Le storie della sera
– Perché raccontare favole rappresenta un momento di particolare intimità tra paperottole come te e vecchie persone come me che vogliono rimanere nei loro ricordi.
– Tu non sei vecchio
– Lo sono piccola, fisicamente sono vecchio, ma sono le persone come me che riescono a creare quello straordinario momento che acquista una grandissima importanza per tutti e due. Per me è l'occasione per fare due chiacchiere con il mio più grande amore… per te è il momento di gustare quella tranquillità che hai atteso per tutto il giorno e entrare in una galassia in cui principi, fate e streghe, gnomi e piccoli maghi, spalancano l'universo della fantasia…
– E’ vero nonno, ma tu cosa ci guadagni a perdere il sonno con me?
– Ah ah ah... sei esattamente come tua madre, cercate per prima cosa l'interesse… non è vero che ci perda del sonno… anzi mi rende felice e poi per me è un ritorno alle origini, al tempo della mia infanzia…
– Non immaginavo fosse così… ho sempre pensato che le fiabe servissero a far addormentare i bambini…
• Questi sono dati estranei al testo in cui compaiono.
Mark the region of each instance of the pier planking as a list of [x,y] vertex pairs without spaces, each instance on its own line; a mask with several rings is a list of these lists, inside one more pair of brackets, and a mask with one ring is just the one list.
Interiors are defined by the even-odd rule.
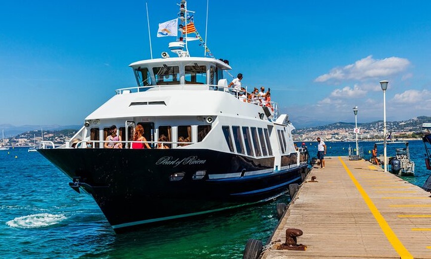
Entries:
[[[263,259],[431,259],[429,192],[363,160],[325,160],[295,195]],[[276,250],[287,228],[303,231],[297,243],[306,251]]]

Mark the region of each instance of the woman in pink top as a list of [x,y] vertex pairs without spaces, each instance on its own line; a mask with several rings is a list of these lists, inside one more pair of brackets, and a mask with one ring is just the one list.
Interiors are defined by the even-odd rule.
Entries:
[[147,139],[144,136],[144,128],[138,125],[135,128],[135,133],[133,134],[134,141],[141,141],[140,142],[134,142],[132,143],[132,148],[139,149],[140,148],[151,148],[150,145],[147,143]]

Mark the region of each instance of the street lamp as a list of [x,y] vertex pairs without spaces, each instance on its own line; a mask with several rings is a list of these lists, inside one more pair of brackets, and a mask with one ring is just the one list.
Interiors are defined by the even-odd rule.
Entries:
[[380,86],[383,90],[383,135],[384,139],[383,144],[383,155],[384,159],[384,172],[387,172],[387,161],[386,156],[386,89],[387,89],[387,83],[389,81],[383,80],[380,81]]
[[356,133],[356,156],[359,156],[359,150],[358,149],[358,120],[356,115],[358,115],[358,106],[353,107],[353,113],[355,114],[355,132]]

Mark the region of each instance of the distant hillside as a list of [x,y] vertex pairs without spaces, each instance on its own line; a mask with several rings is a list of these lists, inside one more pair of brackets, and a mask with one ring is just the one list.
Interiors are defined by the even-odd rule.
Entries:
[[[386,130],[390,131],[412,131],[420,132],[422,131],[422,124],[431,122],[431,117],[419,116],[410,119],[407,121],[399,122],[386,122]],[[316,130],[342,130],[355,128],[354,123],[337,122],[323,126],[306,128],[296,130],[297,132],[306,132]],[[367,130],[383,130],[383,122],[377,121],[367,123],[358,123],[358,128]]]
[[56,125],[14,126],[10,124],[1,124],[0,125],[0,130],[2,130],[4,131],[4,137],[10,137],[26,131],[43,130],[44,132],[46,132],[48,130],[58,131],[62,130],[77,130],[82,127],[82,125],[61,126]]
– Beh non nego che a volte sia quello il fine, sei ancora troppo piccina per comprendere certi meccanismi, ma non ti sto ingannando
– Ti andrebbe di raccontarmi una favola?
– Sei una furbacchiona, non hai sentito cosa ha tetto tua madre? Domani sveglia presto per andare ad accompagnare tuo padre all’aeroporto… e poi credo di avere esaurito tutte quelle che conoscevo
– No, ti prego… inventane una per me
– Va bene, forse ne ho ancora un'altra, ma questa non è una storia inventata e spero possa piacerti
– Che bello… dai non ti trastullare!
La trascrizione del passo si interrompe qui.